Lyft share price falls 12% days after IPO debut
The ridesharing app's stock is plummeting days after its much-hyped debut.
What analysts say about Lyft’s share price
Seaport Global Securities analyst, Michael Ward, said that Lyft share price is declining because it’s too soon to tell if its valuation is justified. Ward said that Lyft has to prove that its core customer base of millennials will only use ridesharing in lieu of owning cars.
‘In order to justify its current market valuation, investors need to take a big leap of faith that the millennials and later generations will forego ownership of a car and opt instead for reliance on a ridesharing service,’ said Ward.
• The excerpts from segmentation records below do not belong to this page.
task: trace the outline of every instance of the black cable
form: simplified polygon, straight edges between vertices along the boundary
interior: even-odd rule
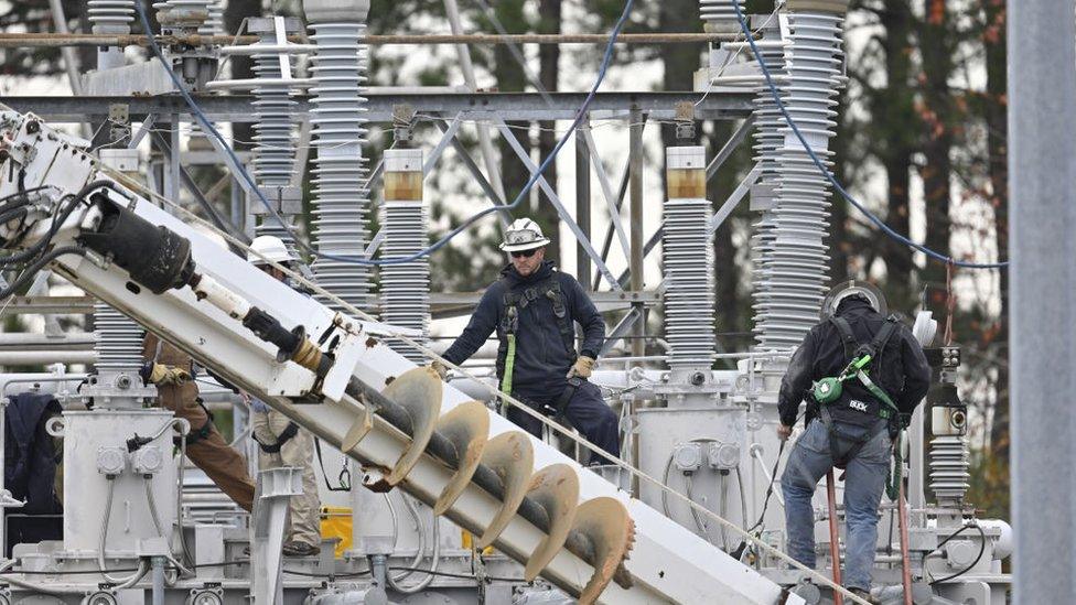
[[[196,565],[190,565],[190,569],[202,569],[202,568],[228,568],[232,565],[246,565],[250,563],[249,559],[239,559],[236,561],[222,561],[219,563],[200,563]],[[169,569],[175,570],[175,565],[169,565]],[[75,571],[43,571],[43,570],[4,570],[0,572],[0,575],[100,575],[101,573],[129,573],[139,571],[138,568],[123,568],[115,570],[105,570],[104,572],[99,570],[75,570]]]
[[[45,234],[45,237],[39,239],[36,242],[33,244],[33,246],[26,248],[21,252],[15,252],[7,257],[0,257],[0,266],[11,264],[14,262],[22,262],[36,257],[49,245],[49,242],[52,241],[52,238],[56,235],[57,231],[60,231],[61,225],[63,225],[64,222],[67,220],[67,217],[69,217],[71,214],[75,212],[75,208],[79,205],[79,203],[85,202],[87,195],[89,195],[92,192],[103,186],[107,186],[115,191],[120,191],[116,187],[115,183],[112,183],[111,181],[98,180],[98,181],[94,181],[93,183],[89,183],[88,185],[79,190],[77,194],[75,194],[75,196],[72,198],[72,202],[67,205],[67,207],[65,207],[60,213],[53,215],[52,226],[49,228],[49,233]],[[6,296],[0,296],[0,298],[6,298]]]
[[[787,439],[782,441],[781,445],[777,447],[777,460],[774,461],[774,468],[770,475],[770,485],[766,486],[766,498],[762,501],[762,514],[758,515],[758,520],[755,521],[755,525],[751,526],[747,533],[758,529],[758,527],[762,526],[763,521],[766,519],[766,509],[770,508],[770,498],[773,496],[773,486],[775,483],[777,483],[777,466],[781,465],[781,455],[785,453],[786,443],[788,443]]]
[[[26,269],[19,276],[19,278],[8,288],[0,290],[0,301],[8,299],[14,294],[20,288],[25,285],[33,277],[44,268],[45,264],[52,262],[56,257],[62,257],[64,255],[79,255],[86,256],[87,250],[85,248],[79,248],[78,246],[64,246],[62,248],[56,248],[50,252],[45,252],[41,258],[34,261],[33,264],[26,267]]]
[[[0,197],[0,204],[3,204],[8,199],[14,199],[15,197],[22,197],[23,198],[22,202],[14,202],[14,203],[9,204],[9,205],[11,207],[25,206],[30,202],[29,199],[26,199],[26,194],[28,193],[34,193],[34,192],[39,192],[39,191],[43,191],[43,190],[51,190],[51,188],[53,188],[52,185],[39,185],[36,187],[28,187],[25,190],[20,190],[20,191],[15,192],[15,193],[9,193],[8,195],[4,195],[3,197]],[[7,209],[7,208],[3,208],[3,209]]]
[[[411,572],[428,573],[430,575],[441,575],[441,576],[444,576],[444,577],[458,577],[458,579],[462,579],[462,580],[477,580],[477,576],[475,576],[473,574],[450,573],[450,572],[442,572],[442,571],[431,571],[431,570],[421,569],[421,568],[389,568],[388,571],[411,571]],[[495,575],[487,575],[486,576],[486,580],[487,581],[493,581],[493,582],[516,582],[516,583],[520,583],[520,584],[525,582],[523,577],[497,577]]]
[[[957,573],[954,573],[951,575],[947,575],[945,577],[939,577],[938,580],[935,580],[935,581],[930,582],[930,585],[932,586],[935,585],[935,584],[942,584],[943,582],[948,582],[950,580],[956,580],[957,577],[960,577],[961,575],[964,575],[964,574],[968,573],[969,571],[971,571],[972,569],[975,569],[975,566],[979,564],[979,561],[982,560],[982,554],[987,552],[987,532],[986,531],[982,531],[982,528],[979,526],[979,523],[972,523],[972,525],[964,526],[962,528],[960,528],[956,532],[954,532],[953,536],[949,536],[949,538],[946,538],[942,542],[942,544],[948,542],[950,539],[955,538],[957,536],[957,533],[960,533],[961,531],[964,531],[965,529],[967,529],[969,527],[973,527],[973,528],[976,528],[976,529],[979,530],[979,539],[980,539],[979,540],[979,554],[976,557],[976,560],[972,561],[970,565],[968,565],[967,568],[964,568],[962,570],[958,571]],[[938,544],[938,548],[942,548],[942,544]]]
[[[945,545],[946,543],[948,543],[948,542],[949,542],[949,540],[951,540],[951,539],[954,539],[954,538],[956,538],[957,536],[960,536],[960,534],[961,534],[961,533],[964,533],[965,531],[967,531],[967,530],[969,530],[969,529],[971,529],[971,527],[972,527],[973,525],[975,525],[975,523],[968,523],[968,525],[966,525],[966,526],[960,526],[960,528],[959,528],[959,529],[957,529],[956,531],[954,531],[953,533],[950,533],[950,534],[949,534],[949,536],[948,536],[948,537],[947,537],[947,538],[946,538],[945,540],[942,540],[940,542],[938,542],[938,545],[937,545],[937,548],[935,548],[934,550],[938,550],[938,549],[940,549],[940,548],[942,548],[942,547],[944,547],[944,545]]]

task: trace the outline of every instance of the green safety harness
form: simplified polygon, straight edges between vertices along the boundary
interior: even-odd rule
[[[512,393],[513,370],[516,364],[516,333],[519,331],[519,313],[535,301],[546,298],[552,303],[553,315],[557,317],[557,328],[560,332],[560,339],[564,345],[564,353],[568,355],[569,365],[575,363],[578,354],[575,353],[575,336],[572,331],[572,323],[568,317],[568,306],[564,304],[564,293],[560,289],[560,281],[556,274],[519,292],[513,292],[510,287],[505,283],[505,290],[506,292],[503,296],[504,320],[501,326],[505,334],[505,339],[502,341],[499,350],[497,352],[497,365],[504,368],[501,375],[501,390],[506,393]],[[556,409],[550,411],[555,411],[558,417],[563,418],[564,408],[567,408],[568,402],[571,401],[572,396],[575,395],[575,390],[581,383],[582,381],[580,379],[569,379],[564,391],[556,401]]]
[[[838,428],[837,423],[833,422],[832,414],[830,413],[830,406],[840,401],[841,396],[844,391],[844,382],[857,379],[863,388],[867,389],[880,403],[878,410],[878,417],[883,420],[889,420],[891,425],[894,422],[899,422],[899,429],[896,431],[896,439],[893,440],[893,462],[890,466],[889,478],[885,482],[885,493],[890,499],[895,500],[897,498],[901,476],[903,473],[904,461],[902,453],[902,444],[905,439],[905,425],[903,419],[900,414],[900,408],[893,402],[893,399],[886,393],[881,387],[879,387],[870,377],[870,366],[871,363],[880,358],[882,352],[885,348],[885,344],[889,342],[890,337],[896,332],[900,326],[900,320],[896,315],[890,315],[885,318],[885,323],[882,328],[874,335],[874,338],[867,345],[860,345],[859,341],[856,339],[852,333],[852,327],[848,324],[848,321],[843,317],[833,316],[830,317],[830,322],[837,327],[838,333],[841,336],[841,342],[844,345],[844,357],[849,358],[850,361],[844,369],[841,370],[840,375],[836,377],[822,378],[811,385],[810,393],[815,401],[818,403],[818,417],[821,419],[822,424],[829,431],[830,439],[830,455],[833,456],[833,465],[838,468],[843,468],[848,462],[859,452],[863,445],[870,441],[876,433],[868,433],[864,437],[852,441],[852,446],[849,451],[840,456],[838,454],[839,442],[843,434]],[[854,403],[854,401],[853,401]],[[860,411],[867,411],[861,409]]]

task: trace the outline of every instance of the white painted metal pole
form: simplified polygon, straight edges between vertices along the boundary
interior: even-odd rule
[[[1076,7],[1009,0],[1008,14],[1014,603],[1067,603],[1076,594]]]

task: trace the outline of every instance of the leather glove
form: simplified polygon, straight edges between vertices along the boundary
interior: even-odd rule
[[[578,376],[580,378],[590,378],[590,375],[594,371],[594,360],[585,355],[580,356],[575,359],[575,365],[572,369],[568,370],[568,378]]]
[[[183,385],[191,379],[191,372],[185,369],[175,366],[165,366],[164,364],[147,364],[142,366],[139,375],[143,381],[152,382],[158,387]]]

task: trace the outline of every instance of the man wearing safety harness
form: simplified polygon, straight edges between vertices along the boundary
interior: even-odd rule
[[[548,244],[529,218],[508,227],[501,249],[509,255],[510,263],[486,289],[471,323],[444,358],[462,364],[496,329],[501,390],[574,426],[588,441],[620,456],[616,414],[605,404],[601,390],[587,381],[605,338],[605,323],[579,282],[545,260]],[[583,329],[579,353],[575,323]],[[445,375],[440,363],[432,367]],[[512,407],[508,420],[541,436],[541,422],[526,412]],[[591,464],[605,462],[604,456],[591,455]]]
[[[259,256],[260,255],[260,256]],[[279,237],[259,236],[250,242],[247,261],[280,281],[287,276],[268,261],[291,266],[291,256]],[[321,552],[321,496],[314,475],[314,441],[310,433],[284,414],[258,399],[251,400],[252,437],[258,442],[258,468],[302,468],[303,491],[288,503],[288,525],[282,552],[289,557],[310,557]]]
[[[811,497],[832,467],[844,469],[843,580],[864,598],[870,595],[891,442],[930,379],[923,348],[895,315],[883,314],[884,304],[870,284],[850,281],[835,288],[824,302],[822,322],[793,355],[778,396],[782,441],[792,434],[799,403],[807,401],[807,430],[781,478],[788,554],[815,566]]]

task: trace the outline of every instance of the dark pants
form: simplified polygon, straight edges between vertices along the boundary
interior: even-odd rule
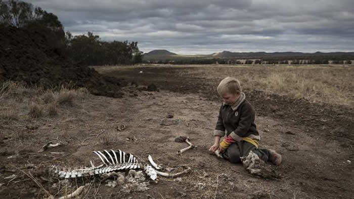
[[[266,149],[257,149],[255,145],[246,141],[241,141],[232,143],[223,153],[223,157],[232,163],[241,162],[240,157],[246,157],[252,151],[264,162],[268,162],[269,151]]]

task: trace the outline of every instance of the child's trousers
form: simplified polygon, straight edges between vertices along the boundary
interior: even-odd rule
[[[270,153],[268,150],[257,149],[254,145],[243,140],[231,144],[222,156],[232,163],[238,163],[241,162],[240,157],[247,156],[251,151],[257,154],[263,161],[267,162],[269,161]]]

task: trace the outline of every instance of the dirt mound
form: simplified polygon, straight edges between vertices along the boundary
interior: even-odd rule
[[[12,80],[46,88],[61,84],[86,87],[93,94],[120,97],[122,81],[99,74],[64,56],[60,34],[43,27],[1,27],[0,82]]]

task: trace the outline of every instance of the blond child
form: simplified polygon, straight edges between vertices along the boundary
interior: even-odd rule
[[[226,77],[217,90],[224,103],[214,130],[214,144],[209,151],[219,150],[224,158],[233,163],[240,162],[241,157],[246,157],[252,151],[264,162],[280,165],[282,162],[280,154],[274,150],[258,147],[260,137],[254,123],[254,110],[246,100],[239,80]],[[225,132],[226,137],[220,142]]]

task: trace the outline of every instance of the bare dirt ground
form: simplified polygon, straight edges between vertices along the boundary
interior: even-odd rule
[[[237,76],[246,72],[267,72],[251,67],[229,70],[100,68],[98,70],[102,74],[123,77],[130,82],[122,90],[125,93],[122,98],[87,94],[61,106],[57,115],[36,119],[28,116],[27,105],[35,100],[31,95],[5,99],[9,101],[7,105],[10,101],[17,105],[18,117],[8,117],[0,123],[0,195],[48,196],[18,168],[32,174],[44,189],[56,196],[87,184],[81,197],[352,198],[352,96],[346,98],[345,105],[314,102],[306,97],[252,89],[245,82],[246,97],[256,111],[261,147],[275,150],[283,156],[283,164],[275,167],[282,178],[274,180],[251,176],[241,165],[230,164],[208,153],[221,103],[215,85],[228,74]],[[352,68],[329,70],[338,76],[354,73]],[[159,91],[141,90],[151,83]],[[2,110],[5,108],[2,107]],[[167,118],[169,114],[173,118]],[[126,128],[117,130],[120,125]],[[198,147],[178,155],[177,151],[187,146],[174,141],[181,135],[189,136]],[[64,144],[38,153],[49,141]],[[161,177],[158,183],[151,182],[149,189],[144,191],[108,187],[106,182],[100,183],[100,179],[70,180],[54,186],[58,180],[44,172],[53,165],[88,166],[90,160],[98,162],[93,150],[110,148],[131,153],[142,161],[147,161],[150,154],[159,164],[170,167],[188,165],[192,171],[175,179]],[[53,152],[64,154],[50,153]],[[5,179],[13,174],[16,176]]]

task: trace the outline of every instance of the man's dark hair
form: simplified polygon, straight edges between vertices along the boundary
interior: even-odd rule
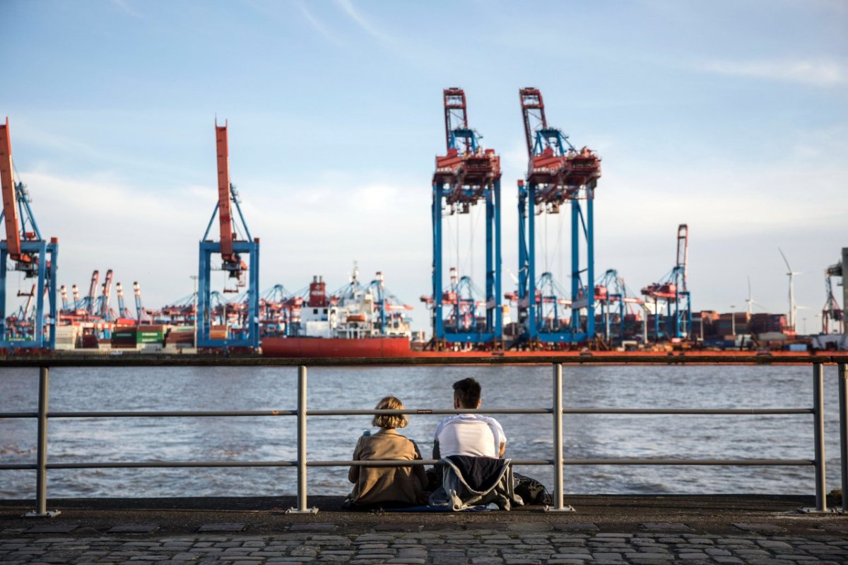
[[[454,383],[454,395],[459,399],[464,408],[477,408],[480,402],[480,391],[483,387],[471,378],[463,378]]]

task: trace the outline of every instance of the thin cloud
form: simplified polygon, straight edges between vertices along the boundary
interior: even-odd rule
[[[753,79],[800,82],[819,87],[848,83],[845,65],[830,60],[711,61],[703,70]]]
[[[330,40],[332,43],[339,46],[342,45],[342,42],[339,41],[338,36],[331,31],[330,29],[324,25],[320,20],[312,15],[312,13],[306,8],[306,5],[304,4],[304,3],[298,2],[296,5],[298,9],[300,10],[300,14],[304,16],[306,21],[310,23],[310,25],[311,25],[315,31],[324,36],[325,39]]]
[[[336,0],[338,6],[344,10],[345,14],[350,17],[356,24],[362,28],[368,35],[375,39],[382,42],[383,43],[394,43],[395,41],[392,37],[389,37],[384,34],[382,31],[377,29],[373,24],[365,20],[362,15],[356,11],[354,5],[351,3],[350,0]]]
[[[127,0],[112,0],[112,3],[117,6],[121,12],[126,14],[127,15],[131,15],[133,18],[137,18],[139,20],[143,18],[141,14],[137,12],[136,9],[130,5],[130,3]]]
Guggenheim analyst, Jake Fuller, said that the corporation has to address major problems to help its stock rise again. Fuller said that Lyft has to calm investors’ fears about whether Lyft can increase revenue growth and succeed with expansion into customers sharing bikes and scooters.
‘Key issues include limited visibility on the path to profitability, sustainability of revenue growth, scale of investments in bikes, scooters and self-driving cars, and valuation,’ said Fuller.
How Lyft’s share price is affected by losses
Lyft’s stock troubles are possibly a warning sign for Uber, another eagerly anticipated IPO for this year that isn’t yet profitable. As analysts noted, while Lyft generated high revenue of $2.2 billion, the company had losses worsen over the last two years, growing from $708 million in 2017 to $911 million in 2018.
Ward noted that high insurance costs and incentives to retain drivers add to the ridesharing company’s losses. These additional issues will weigh heavily on investors as they continue to evaluate Lyft stock.